*Warning: the following article contains spoilers for episode three of Star Wars: The Bad Batch – Season 2*
For the first time in the series, Star Wars: The Bad Batch has moved away from its titular characters and instead solely focuses on Crosshair (Dee Bradley Baker), who has been tasked with a mission to free Governor Grotton (Max Mittelman) from Desix after separatist governor Tawni Ames (Tasia Valenza) fights off the Empire’s unjust occupation of Desix, which separated itself from the Republic before the Empire took over.
He is joined by Commander Cody (also voiced by Dee Bradley Baker), who is now a part of the Empire. But he is slowly having doubts about Order 66 and the Empire’s purpose, while Crosshair blindly follows orders without thought. His orders are to free Gratton and kill everyone in the Empire’s way. But Desix’s forces will not go down without a fight, and with that ensues the best action setpiece in The Bad Batch.
The action is not only aesthetically compelling, with deft use of lighting throughout the episode, but genuinely tension-filled, as you never really know who will come out on top. The battle droids are as dumb as ever (their “Roger! Roger!” calls are still terribly useless), but the droidekas are surprisingly more potent than the Jedi had made us believe they were. The Jedi would be able to cut through their “impenetrable shields” like butter through their lightsabers. Still, they prove to be an even more difficult foe to beat when disposable clones have to defeat them on tight, claustrophobic corners.

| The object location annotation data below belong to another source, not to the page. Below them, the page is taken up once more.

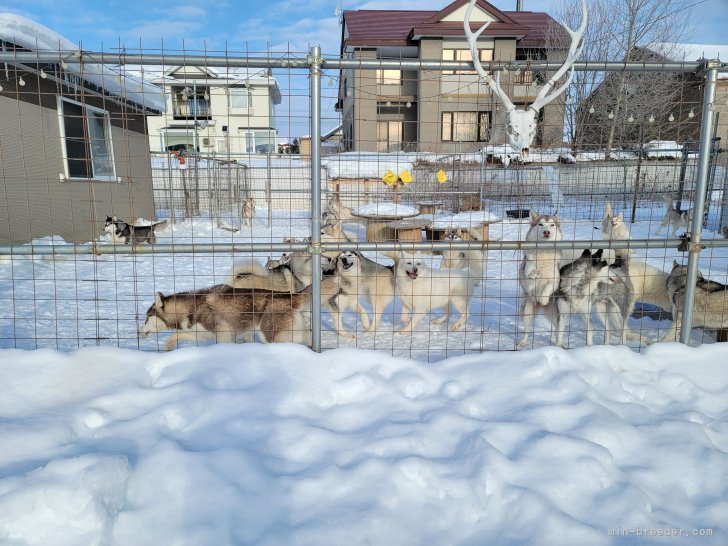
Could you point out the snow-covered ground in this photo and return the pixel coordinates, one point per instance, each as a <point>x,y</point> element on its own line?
<point>277,445</point>
<point>446,442</point>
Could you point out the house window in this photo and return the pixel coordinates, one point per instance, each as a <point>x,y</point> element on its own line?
<point>389,136</point>
<point>389,77</point>
<point>191,102</point>
<point>486,55</point>
<point>465,126</point>
<point>86,138</point>
<point>240,98</point>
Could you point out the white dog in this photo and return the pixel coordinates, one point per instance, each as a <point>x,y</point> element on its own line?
<point>677,218</point>
<point>422,290</point>
<point>613,226</point>
<point>539,271</point>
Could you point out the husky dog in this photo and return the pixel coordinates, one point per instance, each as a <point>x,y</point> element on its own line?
<point>472,259</point>
<point>250,274</point>
<point>578,285</point>
<point>123,232</point>
<point>538,274</point>
<point>247,211</point>
<point>422,290</point>
<point>710,309</point>
<point>677,218</point>
<point>334,231</point>
<point>336,210</point>
<point>376,285</point>
<point>222,312</point>
<point>613,226</point>
<point>341,291</point>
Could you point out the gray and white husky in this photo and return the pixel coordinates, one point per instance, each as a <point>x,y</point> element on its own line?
<point>422,290</point>
<point>221,313</point>
<point>123,232</point>
<point>250,274</point>
<point>710,309</point>
<point>613,226</point>
<point>247,211</point>
<point>614,300</point>
<point>578,285</point>
<point>538,274</point>
<point>677,218</point>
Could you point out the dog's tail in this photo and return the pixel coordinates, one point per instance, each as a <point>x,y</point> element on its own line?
<point>248,268</point>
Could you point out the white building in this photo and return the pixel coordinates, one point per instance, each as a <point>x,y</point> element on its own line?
<point>212,110</point>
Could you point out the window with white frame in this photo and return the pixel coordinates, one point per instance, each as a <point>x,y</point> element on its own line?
<point>389,77</point>
<point>240,98</point>
<point>86,141</point>
<point>389,136</point>
<point>465,126</point>
<point>486,56</point>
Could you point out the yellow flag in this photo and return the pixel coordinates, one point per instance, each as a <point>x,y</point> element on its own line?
<point>390,179</point>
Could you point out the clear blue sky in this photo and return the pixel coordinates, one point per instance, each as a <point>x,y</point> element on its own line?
<point>257,26</point>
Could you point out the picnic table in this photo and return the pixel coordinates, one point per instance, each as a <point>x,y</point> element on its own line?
<point>476,220</point>
<point>378,215</point>
<point>408,230</point>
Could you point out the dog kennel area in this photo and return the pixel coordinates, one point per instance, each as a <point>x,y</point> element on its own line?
<point>74,152</point>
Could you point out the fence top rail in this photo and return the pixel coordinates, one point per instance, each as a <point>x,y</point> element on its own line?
<point>96,249</point>
<point>305,62</point>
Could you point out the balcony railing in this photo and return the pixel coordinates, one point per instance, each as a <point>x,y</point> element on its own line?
<point>192,109</point>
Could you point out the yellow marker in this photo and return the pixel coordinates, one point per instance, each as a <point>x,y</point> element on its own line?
<point>390,179</point>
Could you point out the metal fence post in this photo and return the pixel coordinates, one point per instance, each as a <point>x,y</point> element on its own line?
<point>315,66</point>
<point>706,145</point>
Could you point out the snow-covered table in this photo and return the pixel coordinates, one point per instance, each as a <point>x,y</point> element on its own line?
<point>378,215</point>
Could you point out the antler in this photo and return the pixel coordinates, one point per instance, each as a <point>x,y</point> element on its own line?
<point>473,43</point>
<point>544,97</point>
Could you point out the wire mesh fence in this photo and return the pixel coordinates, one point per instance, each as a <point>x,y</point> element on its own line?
<point>127,219</point>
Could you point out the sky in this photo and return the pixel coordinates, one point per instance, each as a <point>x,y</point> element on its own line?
<point>252,28</point>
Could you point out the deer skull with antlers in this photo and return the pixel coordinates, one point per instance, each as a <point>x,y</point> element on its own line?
<point>522,123</point>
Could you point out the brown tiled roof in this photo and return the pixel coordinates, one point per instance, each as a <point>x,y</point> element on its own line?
<point>403,27</point>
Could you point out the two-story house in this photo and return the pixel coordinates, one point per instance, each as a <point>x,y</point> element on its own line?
<point>439,110</point>
<point>221,111</point>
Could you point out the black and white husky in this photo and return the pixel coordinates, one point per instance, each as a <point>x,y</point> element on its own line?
<point>677,218</point>
<point>123,232</point>
<point>578,286</point>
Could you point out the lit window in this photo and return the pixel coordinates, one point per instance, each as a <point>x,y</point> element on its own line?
<point>486,55</point>
<point>86,133</point>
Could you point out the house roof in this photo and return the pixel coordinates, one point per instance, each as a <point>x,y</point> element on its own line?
<point>32,36</point>
<point>375,28</point>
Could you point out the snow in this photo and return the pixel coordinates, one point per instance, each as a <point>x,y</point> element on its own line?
<point>438,438</point>
<point>385,209</point>
<point>277,445</point>
<point>465,219</point>
<point>31,35</point>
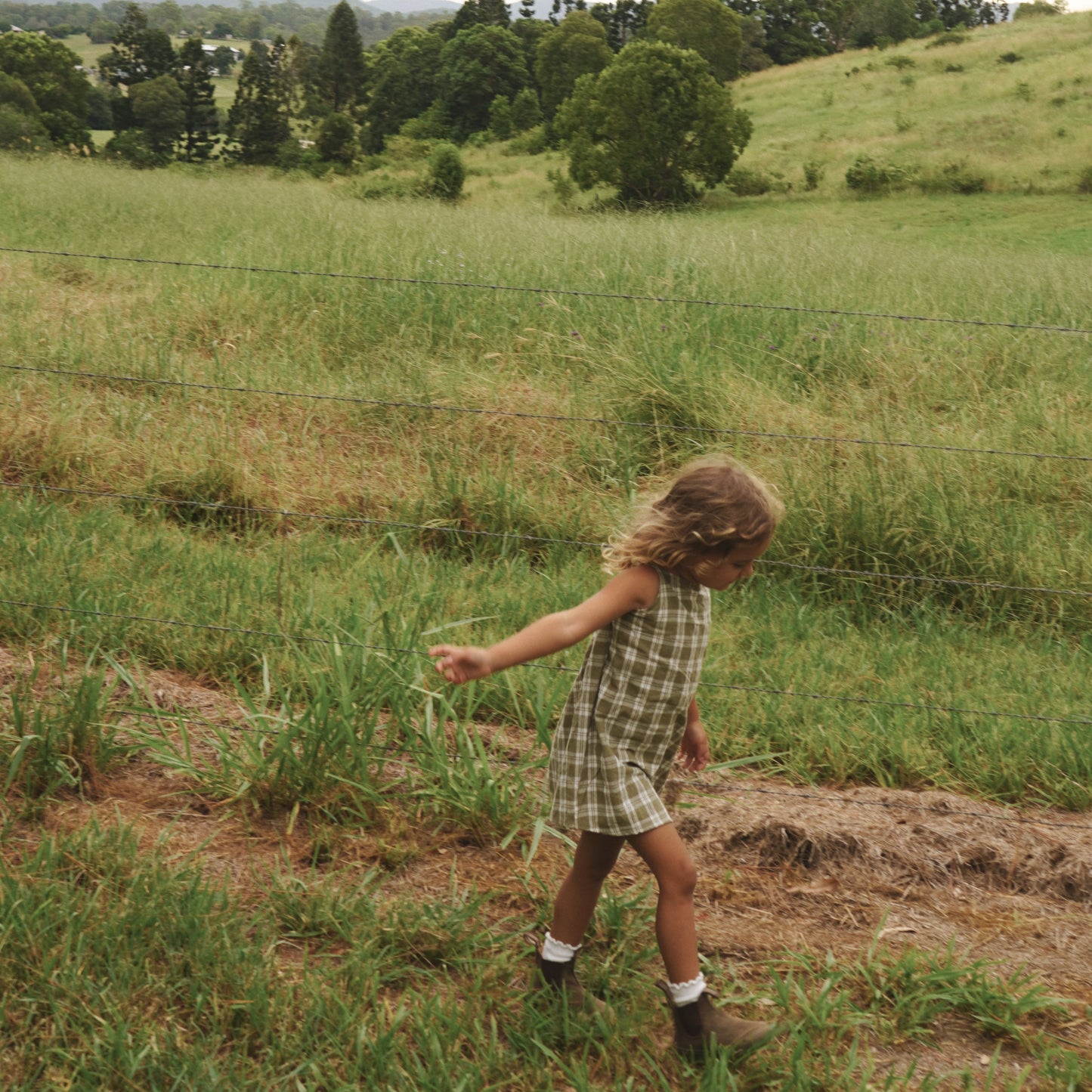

Most of the episode’s incredible action occurs inside a closed environment or a spiral staircase, with plenty of droids piling up as Crosshair and Cody attempt to make their way up. It’s nearly impossible for them to reach the top, and you never root for them to succeed. Instead, you want the droids to execute them, even Cody, who has proven himself valuable in Star Wars: The Clone Wars. But now that he’s turned, you despise him as much as Crosshair, who is the antithesis of what a “good soldier” represents. But “good soldiers follow orders,” right?!?
Not even Cody can follow the order to kill Ames, who wants peace. The Empire’s occupation of Desix isn’t warranted because they separated themselves from the Republic before the fall of the Jedi. Therefore, they are not under any imperial jurisdiction. Cody negotiates for a peaceful transfer, asking her to free Grotton without any more bloodshed. However, once Grotton is released, he asks Cody to kill her. He can’t bring himself to do it, but Crosshair does, blindly following orders without asking what this means for the future of the Empire, the galaxy, and the clones themselves.
I think it’s pretty clear that once the Empire is done with the clones, they will be dismantled and replaced by stormtroopers. Crosshair doesn’t believe that will happen as long as he follows orders. However, before Cody disappears, he tells him that, unlike droids, clones have to live with the consequences of their actions. It seems like the tide has turned, and Cody will no longer take orders from the Empire. Where has he gone? Who knows.
I also believe that Crosshair will be making his journey to reunite with Clone Force 99, slowly coming to terms with the fact that the Empire isn’t in his best interests and that blindly following orders without thinking of the repercussions this could bring to him will inevitably cause his downfall. Crosshair has always been one of the most exciting characters of The Bad Batch’s first season. It was great to have an episode entirely dedicated to him that has hopefully set the table for what’s to come in season two: great action, stunning animation, and legitimate stakes that aren’t overwhelmed by “glup shitto” cameos. The Bad Batch is supposed to be about The Bad Batch, and so far, season two has delivered on that front brilliantly. Let’s hope the next episode will be as good as this weeks.
The third episode of Star Wars: The Bad Batch – Season 2 is now available to stream on Disney+.